By changing the rules of competitive advantage, Digital has created a new playing field where nimble new entrants and start ups have a fair shot at beating the established players. Further, the proliferation of the internet, mobile and availability of free tools has made it easier for new entrants to connect with their customers online. Understanding customers no longer requires expensive offline customer surveys, focus groups and ethnographic studies.

Digital is reducing the entry barriers, thus encouraging a huge number of start-ups to develop innovative products

Gone are those days when software products were developed out of expensive labs filled with high end servers placed in temperature and humidity controlled rooms with raised flooring. This is the era, in which  a group of millennials,working out of a garage and developing a disruptive product, with nothing more than a laptop, mobile and an internet connection. This is made possible in largely due to the proliferation of open source software, free tools, SDK and platform / ecosystems.

A product once developed can be made available to the world almost instantly, thanks to platforms and ecosystems like Apple’s App store, Google Play store and Amazon’s cloud hosting services. Even B2B companies like Saleforce.com are adopting a platform approach and opening up their offering to a larger community of developers. These platforms offer the new entrant a go to market path that would have taken them many years and millions of dollars to create in the physical world.

Once hosted the product is instantly available for the world to download. Creating awareness is now almost free, thanks to social media and digital marketing.

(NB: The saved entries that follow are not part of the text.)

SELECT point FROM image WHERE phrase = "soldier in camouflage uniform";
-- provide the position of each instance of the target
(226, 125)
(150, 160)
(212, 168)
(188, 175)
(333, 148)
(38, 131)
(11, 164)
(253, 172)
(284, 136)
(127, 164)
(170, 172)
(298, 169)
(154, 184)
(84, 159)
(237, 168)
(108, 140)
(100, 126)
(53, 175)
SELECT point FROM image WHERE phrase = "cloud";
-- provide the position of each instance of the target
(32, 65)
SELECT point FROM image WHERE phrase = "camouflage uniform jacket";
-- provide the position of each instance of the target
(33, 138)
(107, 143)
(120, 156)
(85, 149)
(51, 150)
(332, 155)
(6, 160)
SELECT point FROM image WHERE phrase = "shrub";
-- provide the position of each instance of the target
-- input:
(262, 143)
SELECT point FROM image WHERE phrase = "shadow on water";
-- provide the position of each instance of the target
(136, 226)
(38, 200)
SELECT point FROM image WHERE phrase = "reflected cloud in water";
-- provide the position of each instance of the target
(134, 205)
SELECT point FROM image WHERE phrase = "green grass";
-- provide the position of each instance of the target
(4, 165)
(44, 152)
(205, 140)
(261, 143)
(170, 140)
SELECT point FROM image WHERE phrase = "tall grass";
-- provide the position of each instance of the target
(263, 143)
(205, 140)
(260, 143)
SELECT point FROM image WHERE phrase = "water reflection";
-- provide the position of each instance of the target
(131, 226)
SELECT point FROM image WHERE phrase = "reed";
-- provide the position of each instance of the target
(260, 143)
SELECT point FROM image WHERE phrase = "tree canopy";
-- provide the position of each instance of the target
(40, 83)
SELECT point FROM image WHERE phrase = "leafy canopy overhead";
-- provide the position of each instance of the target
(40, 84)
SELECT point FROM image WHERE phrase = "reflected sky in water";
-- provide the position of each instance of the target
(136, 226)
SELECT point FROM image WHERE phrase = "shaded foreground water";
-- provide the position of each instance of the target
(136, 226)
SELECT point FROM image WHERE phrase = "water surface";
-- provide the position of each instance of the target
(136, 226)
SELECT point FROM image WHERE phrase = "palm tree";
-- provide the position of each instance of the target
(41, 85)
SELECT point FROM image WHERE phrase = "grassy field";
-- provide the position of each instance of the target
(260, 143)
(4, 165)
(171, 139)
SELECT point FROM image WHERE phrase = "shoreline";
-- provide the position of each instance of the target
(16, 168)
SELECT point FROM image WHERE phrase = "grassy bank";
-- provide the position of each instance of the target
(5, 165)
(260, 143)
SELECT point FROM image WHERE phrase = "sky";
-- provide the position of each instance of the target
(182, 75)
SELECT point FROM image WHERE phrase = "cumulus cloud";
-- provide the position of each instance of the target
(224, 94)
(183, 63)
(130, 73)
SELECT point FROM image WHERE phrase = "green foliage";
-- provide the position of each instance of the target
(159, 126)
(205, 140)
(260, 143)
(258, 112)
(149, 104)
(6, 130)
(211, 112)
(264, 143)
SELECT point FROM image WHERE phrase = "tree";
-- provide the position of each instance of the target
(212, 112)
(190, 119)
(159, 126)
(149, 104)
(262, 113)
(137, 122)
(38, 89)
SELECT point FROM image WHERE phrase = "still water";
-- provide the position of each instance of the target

In fact most disruptive offerings, don’t spend a single dime on marketing relying instead on clever buzz marketing and word of mouth propagation.

Digital is enabling new entrants to offer ‘Free & Freemium’ business models

A product, hosted on a freemium cloud service, marketed through buzz and  created by a small team of geeks, using open source software and working from their garage, can be priced at a princely sum of Zero.

Today, Free or Freemium is a valid business model and free does not mean inferior quality either. Take the case of google search, Evernote, OneNote, Youtube, Vimeo or any number of free products. They are free but certainly not low quality.

Digital had enabled this whole ecosystem of free and essentially free models that can only be exploited by companies that understand digital in its truest sense. Large companies with their huge fixed cost base will be hard pressed to offer Free & Freemium services.

Still think digital is transformative and not disruptive ?

To visualise the full impact of Digital one ought to look beyond the large companies who typically use digital for operational efficiencies, marketing and basic forms of customer engagement. Digital is fundamentally changing the face of business, from the way products are developed, to the way they are distributed and marketed.

To compete with the new breed of digital disruptors established companies must start thinking like nimble startups, develop products using open source tools and software, adopt agile development methodologies, engage their customers through the product life cycle and embrace free and freemium as legitimate business models. Using digital at the fringe, for customer engagement and operational efficiencies alone, will leave them vulnerable to disruption by new entrants.

What do you think ? Is Digital yet another hyped term or is it something with the potential to disrupt industries ? Please do leave your comments.